The central processing unit chip is intended for artificial intelligence data centres, the company said, and it will support infrastructure for agentic AI.
“Today marks the next phase of the Arm compute platform and a defining moment for our company,” said Arm CEO Rene Haas.
“With the expansion into delivering production silicon with our Arm AGI CPU, we are giving partners more choices all built on Arm’s foundation of high-performance, power-efficient computing, to support agentic AI infrastructure at global scale.”
Meta, which also co-developed the chip, said it would partner with Arm on several generations of new CPUs.

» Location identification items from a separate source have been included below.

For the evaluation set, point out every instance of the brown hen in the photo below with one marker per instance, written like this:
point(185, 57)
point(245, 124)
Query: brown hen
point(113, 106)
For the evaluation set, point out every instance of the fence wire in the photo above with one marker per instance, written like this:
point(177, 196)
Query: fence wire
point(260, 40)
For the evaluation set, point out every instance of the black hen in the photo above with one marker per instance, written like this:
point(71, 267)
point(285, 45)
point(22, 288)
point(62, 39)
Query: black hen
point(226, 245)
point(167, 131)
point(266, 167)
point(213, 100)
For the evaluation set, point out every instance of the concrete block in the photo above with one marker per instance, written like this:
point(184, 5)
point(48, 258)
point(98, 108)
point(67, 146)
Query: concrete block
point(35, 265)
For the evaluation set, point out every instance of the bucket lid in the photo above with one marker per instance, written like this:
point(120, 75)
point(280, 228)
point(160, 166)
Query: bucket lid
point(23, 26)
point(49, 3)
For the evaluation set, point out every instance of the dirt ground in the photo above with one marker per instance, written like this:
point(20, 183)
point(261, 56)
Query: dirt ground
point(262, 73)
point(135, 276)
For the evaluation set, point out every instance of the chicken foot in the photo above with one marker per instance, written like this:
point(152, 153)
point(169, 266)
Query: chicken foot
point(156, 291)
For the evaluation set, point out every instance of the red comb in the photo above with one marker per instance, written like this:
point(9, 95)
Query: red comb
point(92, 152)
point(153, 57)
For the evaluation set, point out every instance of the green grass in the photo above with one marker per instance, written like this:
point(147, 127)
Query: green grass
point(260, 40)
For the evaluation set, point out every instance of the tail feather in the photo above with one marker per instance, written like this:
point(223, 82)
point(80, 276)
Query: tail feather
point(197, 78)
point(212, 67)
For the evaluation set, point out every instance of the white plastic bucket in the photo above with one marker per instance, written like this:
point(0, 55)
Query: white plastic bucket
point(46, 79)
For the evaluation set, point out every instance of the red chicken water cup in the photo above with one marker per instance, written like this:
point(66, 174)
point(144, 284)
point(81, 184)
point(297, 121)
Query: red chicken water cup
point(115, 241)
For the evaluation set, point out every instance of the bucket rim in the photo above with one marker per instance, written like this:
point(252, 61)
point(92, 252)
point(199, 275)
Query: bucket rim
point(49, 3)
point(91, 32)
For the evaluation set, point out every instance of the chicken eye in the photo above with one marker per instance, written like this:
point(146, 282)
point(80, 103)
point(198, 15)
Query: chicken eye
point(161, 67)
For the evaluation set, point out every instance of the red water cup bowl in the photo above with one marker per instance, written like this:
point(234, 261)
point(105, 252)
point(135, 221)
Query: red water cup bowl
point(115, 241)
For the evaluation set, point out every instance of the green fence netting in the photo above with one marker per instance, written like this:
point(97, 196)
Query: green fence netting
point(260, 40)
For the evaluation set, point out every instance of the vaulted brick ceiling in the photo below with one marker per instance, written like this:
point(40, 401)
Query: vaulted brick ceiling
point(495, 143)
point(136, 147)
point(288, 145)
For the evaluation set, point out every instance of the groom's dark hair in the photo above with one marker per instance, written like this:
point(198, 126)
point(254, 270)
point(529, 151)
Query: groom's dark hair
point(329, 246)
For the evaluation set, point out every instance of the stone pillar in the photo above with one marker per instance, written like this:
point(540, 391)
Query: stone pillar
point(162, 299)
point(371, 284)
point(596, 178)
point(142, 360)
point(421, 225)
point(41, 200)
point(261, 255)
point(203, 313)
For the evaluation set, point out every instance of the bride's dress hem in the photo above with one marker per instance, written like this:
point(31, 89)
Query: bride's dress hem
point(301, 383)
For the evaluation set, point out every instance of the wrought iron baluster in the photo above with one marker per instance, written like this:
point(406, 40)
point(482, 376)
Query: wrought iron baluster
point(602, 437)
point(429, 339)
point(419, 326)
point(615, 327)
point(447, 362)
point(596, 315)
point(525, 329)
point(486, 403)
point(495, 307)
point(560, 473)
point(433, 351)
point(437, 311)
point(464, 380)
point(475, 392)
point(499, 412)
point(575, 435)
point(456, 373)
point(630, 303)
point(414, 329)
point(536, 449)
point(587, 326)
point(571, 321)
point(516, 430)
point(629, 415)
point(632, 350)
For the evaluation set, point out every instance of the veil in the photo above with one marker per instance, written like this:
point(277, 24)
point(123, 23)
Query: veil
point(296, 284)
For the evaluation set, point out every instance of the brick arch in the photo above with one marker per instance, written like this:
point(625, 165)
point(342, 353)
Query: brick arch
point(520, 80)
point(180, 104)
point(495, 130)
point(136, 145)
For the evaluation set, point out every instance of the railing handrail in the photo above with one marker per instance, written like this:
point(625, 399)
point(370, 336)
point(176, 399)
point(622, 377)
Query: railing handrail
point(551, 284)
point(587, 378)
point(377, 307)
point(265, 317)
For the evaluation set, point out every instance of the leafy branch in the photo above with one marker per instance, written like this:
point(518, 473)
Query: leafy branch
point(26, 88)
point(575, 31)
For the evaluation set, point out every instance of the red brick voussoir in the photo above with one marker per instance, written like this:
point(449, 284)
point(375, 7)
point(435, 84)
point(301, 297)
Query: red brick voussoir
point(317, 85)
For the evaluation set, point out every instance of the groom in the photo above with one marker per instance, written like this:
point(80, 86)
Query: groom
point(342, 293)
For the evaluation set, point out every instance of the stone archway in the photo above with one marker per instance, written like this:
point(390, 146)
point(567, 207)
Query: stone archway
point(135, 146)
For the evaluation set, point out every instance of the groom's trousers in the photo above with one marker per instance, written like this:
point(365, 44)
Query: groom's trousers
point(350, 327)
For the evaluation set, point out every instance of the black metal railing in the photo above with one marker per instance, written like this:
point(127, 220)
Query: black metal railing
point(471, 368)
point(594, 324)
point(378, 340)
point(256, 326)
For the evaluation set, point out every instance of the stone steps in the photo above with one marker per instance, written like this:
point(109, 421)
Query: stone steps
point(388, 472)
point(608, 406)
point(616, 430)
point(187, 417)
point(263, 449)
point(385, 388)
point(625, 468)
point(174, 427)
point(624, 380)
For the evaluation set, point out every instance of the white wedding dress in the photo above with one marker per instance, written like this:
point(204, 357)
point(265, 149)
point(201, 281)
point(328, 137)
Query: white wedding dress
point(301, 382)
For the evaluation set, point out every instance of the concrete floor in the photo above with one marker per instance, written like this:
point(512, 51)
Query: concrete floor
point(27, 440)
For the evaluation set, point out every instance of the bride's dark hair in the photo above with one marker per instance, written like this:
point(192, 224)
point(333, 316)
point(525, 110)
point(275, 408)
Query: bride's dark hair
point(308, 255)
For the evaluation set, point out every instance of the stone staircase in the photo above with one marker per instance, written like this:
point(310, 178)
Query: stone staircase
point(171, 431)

The CPU was developed to work alongside Meta’s custom-built AI training chips.
The companies did not disclose the deal’s financial terms, but Meta has committed to massively increasing its AI-related spending this year.
Other companies including OpenAI, Cloudflare, SAP, and SK Telecom have agreed to deploy Arm’s new CPU.
Early chip systems are available now, according to Arm, with wider availability in the second half of 2026. The chip will be manufactured at Taiwan Semiconductor Manufacturing Co.’s plants in Taiwan.
Shares in Arm (NASDAQ: ARM) closed 1.4% lower at US$134.96, but surged 6.6% after-hours following the announcement. Its market capitalisation is $143.33 billion.